How to Be Financially Prepared to Buy a House
There is no doubt that purchasing a property is a massive financial investment. Buying a home can be one of the most exhilarating – and stressful – moments of your life. So before you dive head first into the wonderful world of homeownership, be sure that you are fully equipped by following these steps. By being armed with the right information, you will be able to shop for a property, apply for a mortgage and close the deal with financial flair…
Strengthen Your Credit Score
The crucial thing about your credit score is that it can help lighten your burden immensely. This is because, the higher your credit score is, the lower your monthly payments will be. Hence, anything under 660-680, you will likely have to pay a higher down payment or some larger fees. On the other end, a score of 700-720 will increase your chances of landing a good deal, while 750+ will get you the best possible rates available.
If you want to improve your credit score, begin by taking out all your credit reports and make sure that you aren’t being unfairly penalized for old, paid or settled debts. In addition, do not apply for any new credit for at least a year before you apply for financing and ensure that you maintain the moratorium in place until the property deal has been closed.
Figure Out Your Budget
There are so many regulations that you can follow to get a better idea on how much you can afford to spend on a property.
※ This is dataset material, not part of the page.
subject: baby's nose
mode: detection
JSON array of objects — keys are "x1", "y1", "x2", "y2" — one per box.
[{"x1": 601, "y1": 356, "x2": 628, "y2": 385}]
For example, if you are using FHA financing, then you must ensure that your home payment doesn’t go over 31% of your monthly income. However, with some mitigating factors, the FHA may let you go higher. Meanwhile, for the more typical loans, a good rule of thumb to go by is that the expenses of the home shouldn’t go over 28% of your gross monthly income.
If you want to improve your chances, begin by trying on that financial obligation way before you need to seal the deal and sign the mortgage papers. Hence, before you go shopping for a property, calculate how much the mortgage payment for your intended price range is – in addition with it’s increased expenses i.e. utilities, insurance and taxes. Following that, bank the difference between that and what you’re paying now.
Save For The Down Payment + Closing Costs
While it does depend on your credit and financing, you will most likely have to save enough cash for a down payment, which typically lies in the range somewhere between 3-20% of the property’s price. Another on the spot expense that you will have to bear in mind are the closing costs. Regardless of what your loan source is, you will need money to pay for closing costs.
In order to better prepare yourself financially when it comes to paying for the down payment and any associated closing costs, it is a good idea to bank your own cash and seek some assistance for your down payment. In addition, in a buyer’s market, you may also have to power to negotiate with the seller to pay a percentage of the closing costs.